The thunders I hear now in the choral pieces
Of Arvo Pärt make me reflect on this again:
I hear them first, and then I’m illuminated within
By this strong and gentle light
REQUIEM
We place freshly picked flowers.
We pour the best spirits buried in the ground
We whisper, barely to be heard, all the things that
we couldn’t dare tell them before out loud
Composers know well that they are the most loyal,
Numerous and attentive listeners
Only for them do they save the most poignant notes,
Intoxicating as the freshly picked flowers and
The best spirits buried in the ground.
PERFECT HEARING
I know that I can’t boast of perfect hearing,
That when I sing, its often out of tune
That when I play, I sometimes miss a beat
Yet, I also know, that when I hear Bach, the
rhythm of
My heart falls into tune with my thoughts,
And the compositions inside continue
To be played with absolute precision
As though being timed by a deft
Conductor with perfect hearing
MESSAGE IN A BOTTLE
(Listening to Zoran Madjirov)
I heard
The sound
Of all
Downed
bottles
(the sound that
is savored
like vintage wine)
And I heard that the voice
Of all that chimes or sings
Is born of
The emptiness of the thing
Or the stuff within
I heard the sound
Of all the toasts from all ages
And I heard that
Even the quietest cast-off knick-knacks
Can sing in seven octaves
When a man with a skilled stroke
Bids them wake from their eternal sleep
I now hear the sound of
All open bottles
PIECE OF HEAVEN
(From a Book of Impressions)
This
Place
must
be
a piece of heaven
Enclosed by oleanders,
Cypresses and wild olive trees,
The soul feels no shame
To be bare naked
As the first day
It was born
This place must be
A piece of heaven
Soaked in silence,
The thoughts spread wider
Than the sound of swallow’s wings,
Are purer than pebbles at the bottom of a lake.
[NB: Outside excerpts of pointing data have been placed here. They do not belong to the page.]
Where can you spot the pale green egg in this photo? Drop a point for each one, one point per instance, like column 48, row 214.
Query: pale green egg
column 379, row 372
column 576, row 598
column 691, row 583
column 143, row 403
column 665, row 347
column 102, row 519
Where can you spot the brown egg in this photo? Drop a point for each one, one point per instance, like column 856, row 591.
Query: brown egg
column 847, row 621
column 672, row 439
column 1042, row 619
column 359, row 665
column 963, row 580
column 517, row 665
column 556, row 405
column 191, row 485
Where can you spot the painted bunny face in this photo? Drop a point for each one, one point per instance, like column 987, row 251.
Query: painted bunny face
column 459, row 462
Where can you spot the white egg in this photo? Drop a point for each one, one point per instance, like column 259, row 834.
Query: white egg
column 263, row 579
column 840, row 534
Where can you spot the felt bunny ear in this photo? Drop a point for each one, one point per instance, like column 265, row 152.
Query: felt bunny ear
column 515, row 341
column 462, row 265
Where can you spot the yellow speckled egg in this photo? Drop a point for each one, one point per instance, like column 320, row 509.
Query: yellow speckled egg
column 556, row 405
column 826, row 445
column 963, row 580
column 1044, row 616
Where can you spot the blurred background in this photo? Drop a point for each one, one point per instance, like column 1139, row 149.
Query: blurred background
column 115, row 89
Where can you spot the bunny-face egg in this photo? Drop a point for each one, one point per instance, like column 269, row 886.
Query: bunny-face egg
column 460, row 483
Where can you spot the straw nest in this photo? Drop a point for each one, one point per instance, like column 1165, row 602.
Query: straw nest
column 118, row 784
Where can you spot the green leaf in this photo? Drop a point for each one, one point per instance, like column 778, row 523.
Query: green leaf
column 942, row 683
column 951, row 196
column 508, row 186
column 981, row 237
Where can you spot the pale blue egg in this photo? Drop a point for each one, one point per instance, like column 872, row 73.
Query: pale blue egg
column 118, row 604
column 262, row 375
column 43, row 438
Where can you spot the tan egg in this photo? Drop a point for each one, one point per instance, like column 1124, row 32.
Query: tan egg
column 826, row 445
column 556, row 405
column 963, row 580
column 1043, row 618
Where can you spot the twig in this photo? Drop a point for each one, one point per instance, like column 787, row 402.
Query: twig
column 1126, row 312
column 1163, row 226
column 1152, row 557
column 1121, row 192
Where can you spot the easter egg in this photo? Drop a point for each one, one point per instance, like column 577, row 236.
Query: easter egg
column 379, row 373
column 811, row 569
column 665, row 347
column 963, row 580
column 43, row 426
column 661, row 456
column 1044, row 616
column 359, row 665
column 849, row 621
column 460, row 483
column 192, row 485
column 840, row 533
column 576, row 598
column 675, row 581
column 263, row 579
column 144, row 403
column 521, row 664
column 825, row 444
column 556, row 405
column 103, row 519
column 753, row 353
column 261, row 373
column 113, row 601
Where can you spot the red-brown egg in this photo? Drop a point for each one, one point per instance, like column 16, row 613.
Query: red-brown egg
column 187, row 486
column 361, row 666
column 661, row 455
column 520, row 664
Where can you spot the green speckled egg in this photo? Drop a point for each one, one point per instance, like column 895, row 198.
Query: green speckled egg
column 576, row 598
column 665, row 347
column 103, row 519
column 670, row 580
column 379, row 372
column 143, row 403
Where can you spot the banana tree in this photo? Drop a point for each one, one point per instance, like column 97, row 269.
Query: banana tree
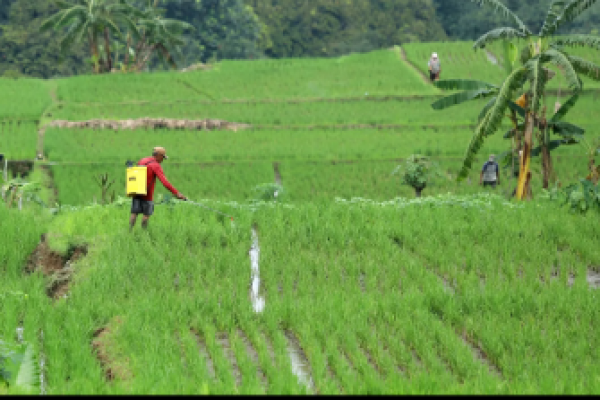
column 539, row 50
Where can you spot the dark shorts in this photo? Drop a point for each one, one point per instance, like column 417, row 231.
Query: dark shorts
column 139, row 206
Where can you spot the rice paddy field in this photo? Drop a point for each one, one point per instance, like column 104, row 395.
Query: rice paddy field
column 344, row 284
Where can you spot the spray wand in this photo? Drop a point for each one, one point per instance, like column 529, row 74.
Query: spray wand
column 208, row 208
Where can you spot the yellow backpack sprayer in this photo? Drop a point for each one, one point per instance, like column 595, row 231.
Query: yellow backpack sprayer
column 137, row 179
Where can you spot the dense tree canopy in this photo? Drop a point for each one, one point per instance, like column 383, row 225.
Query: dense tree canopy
column 465, row 20
column 26, row 51
column 271, row 28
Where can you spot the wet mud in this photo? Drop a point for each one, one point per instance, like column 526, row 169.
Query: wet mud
column 56, row 267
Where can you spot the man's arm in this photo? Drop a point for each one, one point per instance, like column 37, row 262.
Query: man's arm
column 161, row 176
column 498, row 173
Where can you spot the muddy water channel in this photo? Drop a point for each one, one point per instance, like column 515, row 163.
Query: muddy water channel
column 258, row 303
column 298, row 360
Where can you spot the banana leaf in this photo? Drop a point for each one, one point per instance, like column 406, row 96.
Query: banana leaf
column 552, row 145
column 516, row 108
column 566, row 129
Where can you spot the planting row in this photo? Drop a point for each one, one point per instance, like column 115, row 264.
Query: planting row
column 23, row 98
column 460, row 61
column 378, row 73
column 404, row 112
column 302, row 181
column 88, row 145
column 357, row 291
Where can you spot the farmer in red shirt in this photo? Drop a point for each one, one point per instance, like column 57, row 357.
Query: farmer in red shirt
column 144, row 204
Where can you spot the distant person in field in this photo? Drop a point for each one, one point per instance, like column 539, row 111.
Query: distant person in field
column 490, row 173
column 434, row 67
column 144, row 204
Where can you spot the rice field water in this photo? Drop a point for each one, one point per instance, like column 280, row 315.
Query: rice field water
column 341, row 283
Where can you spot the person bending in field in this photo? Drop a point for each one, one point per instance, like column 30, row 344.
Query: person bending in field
column 144, row 204
column 490, row 175
column 434, row 67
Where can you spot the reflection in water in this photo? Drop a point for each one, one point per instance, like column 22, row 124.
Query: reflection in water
column 300, row 366
column 258, row 303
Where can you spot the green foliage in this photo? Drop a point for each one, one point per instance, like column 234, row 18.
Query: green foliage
column 18, row 369
column 223, row 30
column 269, row 192
column 320, row 28
column 30, row 52
column 580, row 197
column 417, row 171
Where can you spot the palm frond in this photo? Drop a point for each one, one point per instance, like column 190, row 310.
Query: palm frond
column 526, row 54
column 50, row 22
column 461, row 97
column 492, row 120
column 112, row 27
column 462, row 84
column 505, row 33
column 571, row 11
column 73, row 34
column 585, row 67
column 69, row 15
column 578, row 41
column 566, row 129
column 566, row 66
column 554, row 12
column 486, row 108
column 506, row 13
column 564, row 109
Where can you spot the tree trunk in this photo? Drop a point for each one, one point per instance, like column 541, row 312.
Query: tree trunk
column 167, row 55
column 107, row 50
column 523, row 186
column 143, row 61
column 548, row 170
column 95, row 52
column 127, row 50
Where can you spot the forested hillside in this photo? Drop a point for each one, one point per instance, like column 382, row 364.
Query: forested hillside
column 247, row 29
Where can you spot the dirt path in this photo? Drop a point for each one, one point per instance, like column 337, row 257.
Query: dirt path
column 44, row 118
column 402, row 55
column 148, row 123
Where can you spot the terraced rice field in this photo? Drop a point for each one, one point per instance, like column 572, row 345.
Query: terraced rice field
column 344, row 284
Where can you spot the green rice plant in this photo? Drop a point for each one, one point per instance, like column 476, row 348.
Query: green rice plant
column 18, row 140
column 23, row 99
column 376, row 73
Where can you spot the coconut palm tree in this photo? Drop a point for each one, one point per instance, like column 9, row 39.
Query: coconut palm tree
column 158, row 34
column 539, row 50
column 92, row 19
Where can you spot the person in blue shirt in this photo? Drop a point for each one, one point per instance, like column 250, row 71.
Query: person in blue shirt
column 490, row 173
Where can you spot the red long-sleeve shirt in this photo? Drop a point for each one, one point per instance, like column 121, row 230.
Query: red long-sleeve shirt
column 154, row 170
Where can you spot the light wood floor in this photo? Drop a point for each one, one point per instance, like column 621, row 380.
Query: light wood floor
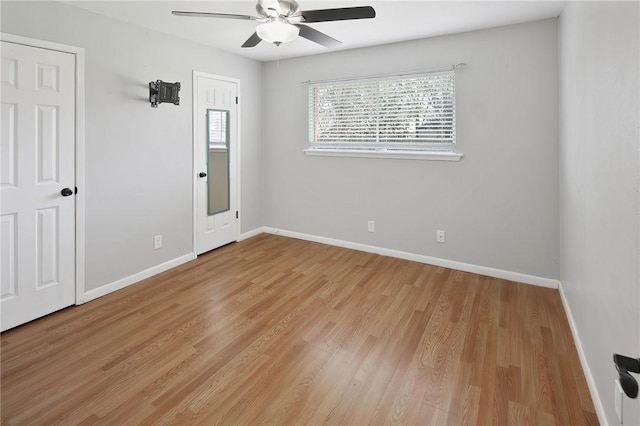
column 280, row 331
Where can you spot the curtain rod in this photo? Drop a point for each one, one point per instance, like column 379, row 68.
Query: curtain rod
column 432, row 70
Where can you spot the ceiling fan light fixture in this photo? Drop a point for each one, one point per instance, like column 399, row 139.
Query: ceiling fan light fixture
column 277, row 32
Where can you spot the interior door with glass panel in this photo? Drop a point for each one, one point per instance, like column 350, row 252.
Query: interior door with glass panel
column 216, row 156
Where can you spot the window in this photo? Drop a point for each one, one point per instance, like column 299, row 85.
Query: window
column 217, row 121
column 408, row 114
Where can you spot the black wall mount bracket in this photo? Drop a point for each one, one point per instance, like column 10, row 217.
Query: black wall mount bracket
column 160, row 92
column 625, row 366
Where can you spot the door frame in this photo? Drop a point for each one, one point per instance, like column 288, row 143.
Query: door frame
column 79, row 54
column 194, row 136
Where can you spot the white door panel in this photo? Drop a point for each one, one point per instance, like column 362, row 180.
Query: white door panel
column 216, row 156
column 37, row 223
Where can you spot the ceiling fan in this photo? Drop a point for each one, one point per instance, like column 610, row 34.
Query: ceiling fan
column 282, row 21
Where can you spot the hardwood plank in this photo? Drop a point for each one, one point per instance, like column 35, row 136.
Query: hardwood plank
column 274, row 330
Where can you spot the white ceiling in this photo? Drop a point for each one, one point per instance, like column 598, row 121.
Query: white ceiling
column 395, row 21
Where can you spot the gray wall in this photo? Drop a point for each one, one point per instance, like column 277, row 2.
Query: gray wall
column 599, row 182
column 498, row 205
column 138, row 158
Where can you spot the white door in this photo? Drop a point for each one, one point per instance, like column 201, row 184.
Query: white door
column 37, row 164
column 216, row 150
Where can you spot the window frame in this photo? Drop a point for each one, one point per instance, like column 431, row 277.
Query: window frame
column 377, row 149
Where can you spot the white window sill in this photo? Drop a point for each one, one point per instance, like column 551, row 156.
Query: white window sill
column 403, row 155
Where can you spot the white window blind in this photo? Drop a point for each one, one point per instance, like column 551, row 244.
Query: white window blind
column 413, row 113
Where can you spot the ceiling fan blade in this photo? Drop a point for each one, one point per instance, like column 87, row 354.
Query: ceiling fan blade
column 252, row 41
column 214, row 15
column 317, row 37
column 270, row 7
column 341, row 14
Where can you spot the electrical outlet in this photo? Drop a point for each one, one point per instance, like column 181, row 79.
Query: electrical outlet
column 618, row 397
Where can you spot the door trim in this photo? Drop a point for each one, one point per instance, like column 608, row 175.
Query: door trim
column 194, row 136
column 79, row 54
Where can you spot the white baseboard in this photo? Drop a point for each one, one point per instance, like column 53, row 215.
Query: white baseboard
column 466, row 267
column 591, row 383
column 132, row 279
column 251, row 233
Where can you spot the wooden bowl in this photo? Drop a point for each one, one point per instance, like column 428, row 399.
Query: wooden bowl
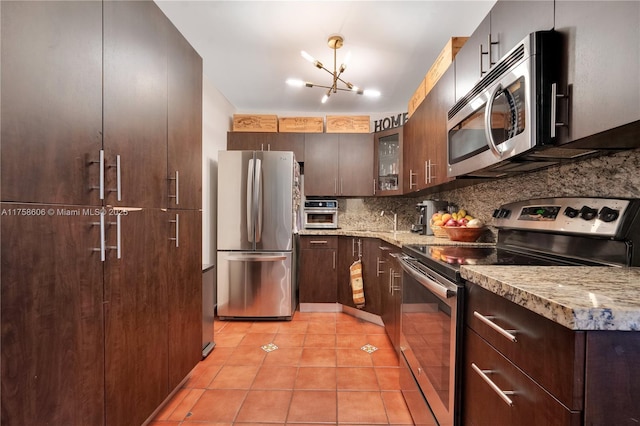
column 464, row 234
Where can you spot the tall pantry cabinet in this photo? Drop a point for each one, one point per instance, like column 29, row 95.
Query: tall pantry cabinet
column 101, row 222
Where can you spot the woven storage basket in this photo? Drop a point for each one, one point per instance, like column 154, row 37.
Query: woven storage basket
column 439, row 231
In this place the body loses its boundaries
In this place words need not be
Spoken to hear their echo
This place must be a piece
Of heaven
translated by: Milan Damjanoski
………..
The European experiences of carmina figurata, of Apollinaire’s Calligrammes, of the Futurist transreason verses, of the Surrealist Exquisite Corpse and the Dada ist experiments, as well as the ancient Japanese renga, haiku and other exemplars of Eastern verbo-voco-visualty all come together in Martinovs ki’s poetry in a spiritual and lucid, sensitive/sensible, deeply emotional, intimate and communicative symbiosis that merges into a specifically Macedonian equivalent of the universal poetic search for the unsuspected possibilities of intermedial interlacing.
Sonja Stojmenska-Elzeser
Kvarteti is a poetry collection, but at the same time also an album/a map of wonderful drawings in which the letter and the word as artistic elements are as powerful as the line and colour, nuanced by Vladimir Martinovski’s versatile talent and the incredible selective sense. The wealth of plasticity of the forms carved from words result from his sculptural talent and his experiences in moulding and sculpture. The knowledge of the secrets of drawing, moulding and composing are inextricably linked and included in his poetry. In his poetry music is visible.